National Parks Zambia
Formerly Northern Rhodesia, Zambia is made up of a highland plateau (approximately 1000 metres above sea level) which rises toward the east and which - in the north, along the border of DR Congo- houses enormous reserves of copper, cobalt, coal, zinc and lead, the mining of which is of extreme importance to the economy.
Tourism is of increasing importance with the magnificent Victoria Falls on the Zambezi River marking the border with Zimbabwe. The game parks of Zambia, although not as well-known as those of Kenya and Tanzania, are large and well stocked with wildlife of all types. Zambia is one of Africa’s newest democracies with its first multi-party elections in 1991.
‘Mosi-oa-Tunya’ – (the smoke that thunders) is the local name for Victoria Falls. At most times of year the Falls is an inspiring sight: 1,708 metres wide and drop between 90 and 107 metres into the Batoka Gorge. An average of 550,000 cubic metres of water per minute plunge over the gorge and at high water times the spray can be seen from 20-30 kilometres away. The Batoka Gorge forms the border between Zambia and Zimbabwe.
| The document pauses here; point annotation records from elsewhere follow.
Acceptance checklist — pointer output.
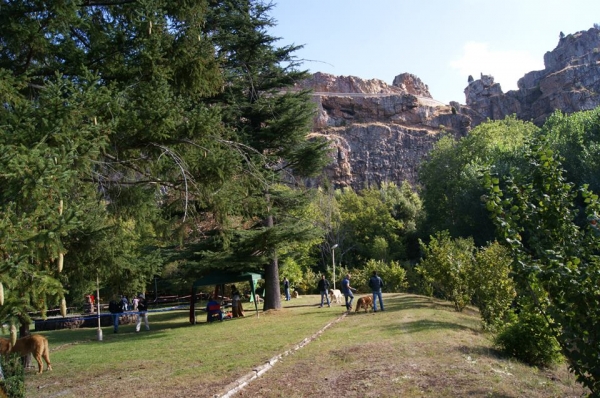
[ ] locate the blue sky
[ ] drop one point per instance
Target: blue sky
(441, 42)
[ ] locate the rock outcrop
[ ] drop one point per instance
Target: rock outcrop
(570, 82)
(381, 133)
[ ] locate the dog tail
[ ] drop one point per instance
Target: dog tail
(46, 354)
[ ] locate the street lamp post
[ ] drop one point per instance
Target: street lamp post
(333, 260)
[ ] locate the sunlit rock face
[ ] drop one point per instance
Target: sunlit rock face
(381, 133)
(570, 82)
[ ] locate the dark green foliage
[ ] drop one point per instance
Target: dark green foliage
(271, 123)
(452, 190)
(528, 338)
(376, 223)
(447, 268)
(13, 383)
(576, 138)
(555, 253)
(493, 287)
(393, 275)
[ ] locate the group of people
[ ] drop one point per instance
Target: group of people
(140, 305)
(375, 283)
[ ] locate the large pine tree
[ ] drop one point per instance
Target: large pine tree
(147, 121)
(102, 113)
(273, 121)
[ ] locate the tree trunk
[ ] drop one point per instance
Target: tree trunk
(272, 290)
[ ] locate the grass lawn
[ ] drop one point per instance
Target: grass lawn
(418, 347)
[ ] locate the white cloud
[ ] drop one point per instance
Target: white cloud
(507, 67)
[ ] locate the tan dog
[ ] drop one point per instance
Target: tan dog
(365, 302)
(35, 344)
(335, 295)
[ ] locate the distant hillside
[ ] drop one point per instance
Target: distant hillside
(381, 133)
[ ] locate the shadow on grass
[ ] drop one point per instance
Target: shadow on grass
(481, 351)
(488, 394)
(426, 324)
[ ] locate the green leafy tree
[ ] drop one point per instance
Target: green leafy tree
(379, 222)
(447, 266)
(576, 138)
(555, 253)
(102, 110)
(493, 287)
(272, 122)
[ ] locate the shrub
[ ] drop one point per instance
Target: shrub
(494, 289)
(393, 275)
(528, 339)
(13, 383)
(447, 267)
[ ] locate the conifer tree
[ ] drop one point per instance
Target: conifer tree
(272, 120)
(102, 112)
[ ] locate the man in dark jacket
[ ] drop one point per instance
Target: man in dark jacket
(115, 308)
(323, 288)
(376, 283)
(143, 313)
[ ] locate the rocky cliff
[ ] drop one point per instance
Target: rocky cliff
(570, 81)
(381, 133)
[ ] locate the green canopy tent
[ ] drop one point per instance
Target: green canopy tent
(221, 279)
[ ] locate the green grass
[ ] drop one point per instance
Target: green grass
(418, 347)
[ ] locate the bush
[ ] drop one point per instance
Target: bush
(528, 339)
(13, 383)
(494, 289)
(393, 275)
(447, 268)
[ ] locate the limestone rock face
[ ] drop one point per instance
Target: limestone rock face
(570, 82)
(381, 133)
(326, 83)
(412, 85)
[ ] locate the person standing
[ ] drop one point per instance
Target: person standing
(323, 288)
(376, 283)
(143, 313)
(115, 308)
(286, 289)
(237, 309)
(347, 291)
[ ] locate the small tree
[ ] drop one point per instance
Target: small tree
(494, 289)
(447, 266)
(556, 261)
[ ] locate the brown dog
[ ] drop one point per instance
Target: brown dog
(365, 302)
(35, 344)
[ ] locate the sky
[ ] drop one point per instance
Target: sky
(440, 42)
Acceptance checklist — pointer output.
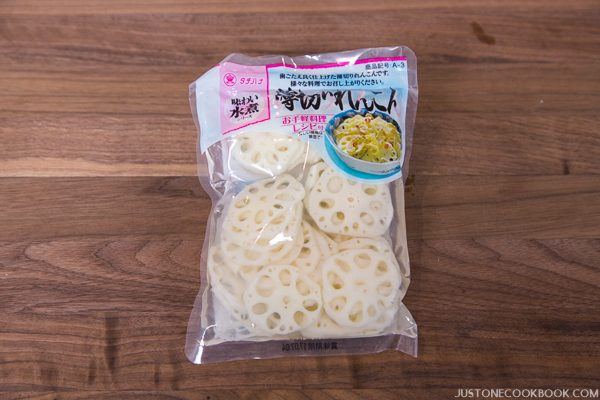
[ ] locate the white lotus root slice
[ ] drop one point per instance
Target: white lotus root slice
(310, 254)
(309, 156)
(230, 327)
(324, 327)
(313, 175)
(378, 244)
(327, 246)
(359, 286)
(342, 206)
(267, 153)
(281, 300)
(226, 286)
(284, 251)
(264, 210)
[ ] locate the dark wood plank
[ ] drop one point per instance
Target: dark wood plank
(311, 394)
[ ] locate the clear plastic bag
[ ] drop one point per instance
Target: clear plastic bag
(304, 159)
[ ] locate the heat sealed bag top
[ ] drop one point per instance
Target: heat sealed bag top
(304, 159)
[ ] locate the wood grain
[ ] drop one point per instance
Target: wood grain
(102, 218)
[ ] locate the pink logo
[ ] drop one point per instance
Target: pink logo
(229, 79)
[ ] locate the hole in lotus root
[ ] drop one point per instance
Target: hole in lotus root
(283, 196)
(327, 203)
(371, 311)
(370, 190)
(244, 215)
(385, 289)
(343, 264)
(283, 185)
(375, 205)
(334, 185)
(335, 280)
(299, 317)
(310, 305)
(362, 260)
(259, 308)
(302, 287)
(382, 268)
(356, 313)
(243, 202)
(366, 218)
(338, 217)
(259, 216)
(273, 320)
(265, 286)
(338, 303)
(285, 277)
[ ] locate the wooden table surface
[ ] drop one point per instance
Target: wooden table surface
(102, 217)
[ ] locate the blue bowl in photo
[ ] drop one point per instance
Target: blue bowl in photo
(369, 167)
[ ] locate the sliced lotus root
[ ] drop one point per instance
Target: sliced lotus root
(225, 284)
(310, 254)
(359, 286)
(267, 153)
(281, 300)
(231, 327)
(380, 245)
(313, 175)
(263, 210)
(342, 206)
(285, 250)
(327, 246)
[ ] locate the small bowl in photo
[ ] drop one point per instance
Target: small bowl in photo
(370, 167)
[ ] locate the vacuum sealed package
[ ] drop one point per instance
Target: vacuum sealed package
(304, 159)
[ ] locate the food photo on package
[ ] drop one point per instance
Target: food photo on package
(304, 159)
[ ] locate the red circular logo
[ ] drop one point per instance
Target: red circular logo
(229, 79)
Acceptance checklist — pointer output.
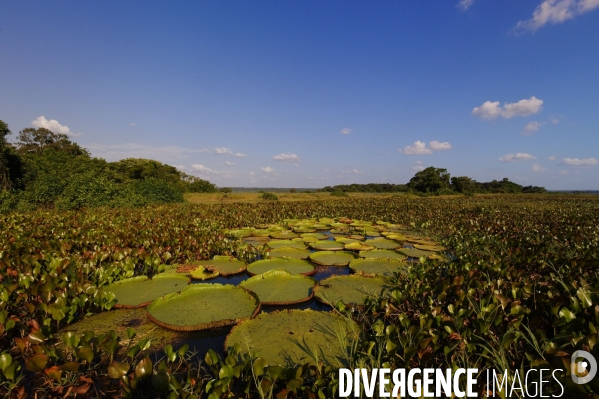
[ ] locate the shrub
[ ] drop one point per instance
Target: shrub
(339, 194)
(269, 196)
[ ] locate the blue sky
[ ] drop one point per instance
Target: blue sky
(315, 93)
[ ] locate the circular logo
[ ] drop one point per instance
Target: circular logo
(582, 371)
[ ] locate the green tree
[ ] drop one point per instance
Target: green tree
(430, 179)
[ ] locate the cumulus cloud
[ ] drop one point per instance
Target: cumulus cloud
(419, 148)
(492, 109)
(531, 128)
(465, 4)
(287, 157)
(579, 163)
(267, 169)
(228, 151)
(556, 12)
(438, 146)
(352, 172)
(418, 167)
(53, 126)
(517, 157)
(537, 168)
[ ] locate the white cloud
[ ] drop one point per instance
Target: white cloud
(517, 157)
(53, 126)
(491, 110)
(579, 163)
(352, 172)
(438, 146)
(287, 157)
(537, 168)
(465, 4)
(531, 128)
(419, 148)
(556, 12)
(418, 167)
(228, 151)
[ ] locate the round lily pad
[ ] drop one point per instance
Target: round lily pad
(377, 266)
(358, 246)
(294, 266)
(332, 258)
(383, 244)
(289, 253)
(415, 253)
(204, 306)
(326, 245)
(293, 337)
(137, 292)
(350, 289)
(287, 244)
(381, 253)
(224, 265)
(279, 287)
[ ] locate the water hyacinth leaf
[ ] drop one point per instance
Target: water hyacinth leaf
(289, 253)
(378, 266)
(294, 336)
(140, 291)
(332, 258)
(292, 265)
(382, 254)
(204, 306)
(279, 287)
(350, 289)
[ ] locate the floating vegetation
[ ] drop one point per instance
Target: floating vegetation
(279, 287)
(378, 266)
(352, 289)
(332, 258)
(204, 306)
(138, 292)
(293, 337)
(292, 265)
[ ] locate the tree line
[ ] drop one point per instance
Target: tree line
(44, 169)
(436, 181)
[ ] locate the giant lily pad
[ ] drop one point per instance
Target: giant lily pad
(204, 306)
(289, 253)
(279, 287)
(286, 244)
(332, 258)
(377, 266)
(293, 266)
(383, 244)
(326, 245)
(381, 253)
(224, 265)
(137, 292)
(415, 253)
(350, 289)
(294, 336)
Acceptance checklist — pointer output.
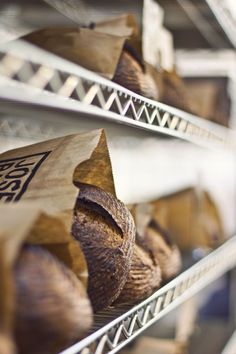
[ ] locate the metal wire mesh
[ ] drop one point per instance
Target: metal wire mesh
(120, 331)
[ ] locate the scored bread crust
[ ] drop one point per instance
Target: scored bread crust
(144, 276)
(105, 229)
(52, 309)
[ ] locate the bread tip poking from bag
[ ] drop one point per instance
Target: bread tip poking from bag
(105, 229)
(52, 308)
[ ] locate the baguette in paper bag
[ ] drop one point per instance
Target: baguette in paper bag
(43, 304)
(48, 172)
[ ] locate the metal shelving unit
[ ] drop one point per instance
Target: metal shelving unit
(31, 80)
(125, 327)
(231, 345)
(31, 77)
(224, 18)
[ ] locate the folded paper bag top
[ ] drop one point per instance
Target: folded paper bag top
(46, 172)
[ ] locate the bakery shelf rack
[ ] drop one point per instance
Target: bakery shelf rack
(231, 345)
(224, 18)
(122, 325)
(33, 78)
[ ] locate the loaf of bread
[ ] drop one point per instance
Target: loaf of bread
(164, 250)
(52, 308)
(106, 232)
(191, 217)
(144, 276)
(132, 74)
(175, 92)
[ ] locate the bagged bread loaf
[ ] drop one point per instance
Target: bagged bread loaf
(95, 50)
(192, 218)
(105, 230)
(45, 303)
(144, 276)
(131, 72)
(52, 173)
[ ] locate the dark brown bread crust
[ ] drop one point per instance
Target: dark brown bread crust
(105, 229)
(52, 309)
(144, 276)
(164, 250)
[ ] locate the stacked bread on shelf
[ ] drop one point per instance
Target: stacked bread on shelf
(69, 247)
(115, 49)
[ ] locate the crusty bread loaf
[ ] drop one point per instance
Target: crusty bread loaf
(52, 308)
(191, 217)
(144, 276)
(105, 229)
(131, 73)
(164, 250)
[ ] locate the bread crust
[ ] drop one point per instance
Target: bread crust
(105, 229)
(52, 308)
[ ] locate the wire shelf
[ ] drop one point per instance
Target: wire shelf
(126, 327)
(231, 345)
(32, 76)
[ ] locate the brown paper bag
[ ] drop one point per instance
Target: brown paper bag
(191, 217)
(95, 50)
(13, 232)
(45, 172)
(17, 221)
David Livingstone, the first European to see Victoria Falls in 1855 (and who named them after Queen Victoria) reported ‘Scenes so lovely, they must have been gazed upon by angels in their flight’. Today, visitors come here not only to look at the Falls themselves but also to try the various adventure activities available in the area - white water rafting, river boarding, jet boating, bungi, microlighting, helicopter flights, sunset cruises and elephant back safaris to name a few. Most tours spend several days in the area, just outside Livingstone, the nearest town, giving opportunity to view the Falls themselves and to try some of the adventure activities available.
When to Travel
Zambia’s rainy season runs from November through to mid April with the cooler winter months being drier. Temperatures are hottest in the build up to the rains at the end of October.
Victoria Falls is generally most spectacular at the end of the rainy season in March when the waters are high. In October, November and December the flow of water on the Zambian side of Vic Falls is light so at this time of year it’s worth taking the trip across to Zimbabwe where the flow of water is much greater.
Some activities, most notably White Water Rafting, are seasonal based on the levels of the river. During high water, generally 20 Jan through to 10 July rafting takes place from Rapids 10 – 25, however the river can close completely in May and June depending on the level of water. During low water, from July through to Jan, a full day of rafting can done from Rapid 1 through to 25.
Getting there and away
Zambia’s capital city, Lusaka, is served by a number of airlines, both regionally and further afield.